The Gopher women’s basketball roster includes names from as close as the team’s home state of Minnesota. It also includes two student-athletes who traveled thousands of miles to attend the University of Minnesota. Leeming, Australia’s Jessie Edwards and Pecs, Hungary’s Palma Kaposi bring an international flair to the team while taking advantage of a golden opportunity.
“Since I was little, I wanted to come to the U.S. and study here,” Kaposi said. “The University of Minnesota gives a very good degree. Basketball-wise being a college student-athlete means a lot. It prepares you for your future.”
The Hungarian forward recently completed her sophomore season, her first at Minnesota. She credits her teammates for easing her adjustment, especially her fellow international transfer who was eager to help. Edwards and Kaposi will have two additional teammates from abroad next year, as Spanish players Paloma Gonzalez and Irene Garrido signed with the Gophers last week.
“It was good to have someone else who was having the same experience as me, coming to a different country,” Edwards said. “Even though you think it might not be that different, it is a different culture than back home.”

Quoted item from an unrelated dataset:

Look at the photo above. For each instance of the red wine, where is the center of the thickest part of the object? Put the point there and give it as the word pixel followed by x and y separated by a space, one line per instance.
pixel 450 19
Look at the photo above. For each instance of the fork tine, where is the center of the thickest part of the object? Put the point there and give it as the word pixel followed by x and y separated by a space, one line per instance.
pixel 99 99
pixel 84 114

Edwards, now a junior, said the U of M’s international student orientation and International Student and Scholar Services (ISSS) were helpful during her journey to Minneapolis before her sophomore season. She and Kaposi both recently attended the inaugural meeting of Gopher International, a group for student-athletes from outside the U.S.

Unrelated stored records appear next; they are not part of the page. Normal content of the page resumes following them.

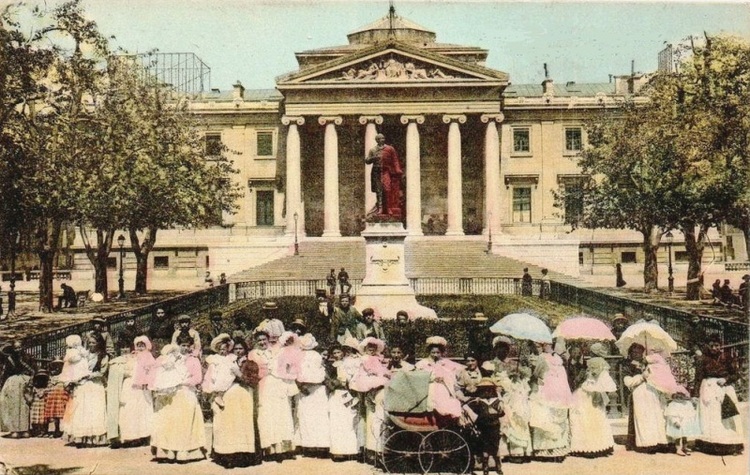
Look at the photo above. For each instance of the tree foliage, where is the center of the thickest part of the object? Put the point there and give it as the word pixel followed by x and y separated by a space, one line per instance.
pixel 675 156
pixel 88 138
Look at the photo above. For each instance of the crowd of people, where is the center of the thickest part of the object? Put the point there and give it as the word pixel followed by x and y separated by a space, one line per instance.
pixel 722 293
pixel 276 393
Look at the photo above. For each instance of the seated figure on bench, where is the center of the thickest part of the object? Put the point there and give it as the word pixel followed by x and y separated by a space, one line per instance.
pixel 68 299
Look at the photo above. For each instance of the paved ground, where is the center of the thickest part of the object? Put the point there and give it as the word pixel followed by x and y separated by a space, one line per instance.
pixel 51 457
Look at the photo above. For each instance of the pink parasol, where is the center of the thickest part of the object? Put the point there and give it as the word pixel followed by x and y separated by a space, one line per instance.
pixel 583 328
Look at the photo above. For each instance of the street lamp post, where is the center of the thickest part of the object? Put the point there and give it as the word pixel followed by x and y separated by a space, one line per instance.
pixel 121 281
pixel 670 279
pixel 296 243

Edwards enjoys sharing Australian culture with friends she has met in Minnesota. Kaposi and Edwards fit in with their teammates, but also like standing out because of their different backgrounds.
“It’s always entertaining when everybody tries to speak in our accents,” Edwards said.
Increased language skills have been a benefit of Kaposi’s first year in the United States.
“I think I understood the vocabulary in basketball because my coaches were international,” Kaposi said. “They were speaking in English. School-wise, I always had to write a lot of papers and it helped me a lot. I think I am so much better at it than when I came here.”
The variety of U of M and professional sports teams in the Twin Cities impressed Edwards and Kaposi. Neither had attended a football game prior to their time in Minnesota, and Kaposi said the recent Gopher softball game the team attended was her first time as a spectator of that sport. Both noticed extensive media coverage, advertisements and well wishes for the Minnesota Lynx during last fall’s WNBA playoffs.
“It’s really overwhelming to see the support people here have for women’s basketball,” Edwards said.
Edwards has gotten used to Minnesota weather and said seeing her first snow was a highlight for her. Both she and Kaposi said the food in America has required an adjustment. Kaposi is often overwhelmed by the variety of choices, and misses the prevalence of carbonated water and lemonade. Edwards thinks chefs need to stop making marinara sauce so sweet. But missing the food from home is a minor inconvenience compared to the benefits of being a Gopher.
“I think this is really a priceless experience,” Edwards said. “A lot of people where I come from don’t get the opportunity to be able to live in another country like I do. They don’t get an opportunity to have the great coaching and amazing resources we have, trainers, all the technology that we have. And we are lucky enough to have our tuition paid. All of those together really add up.”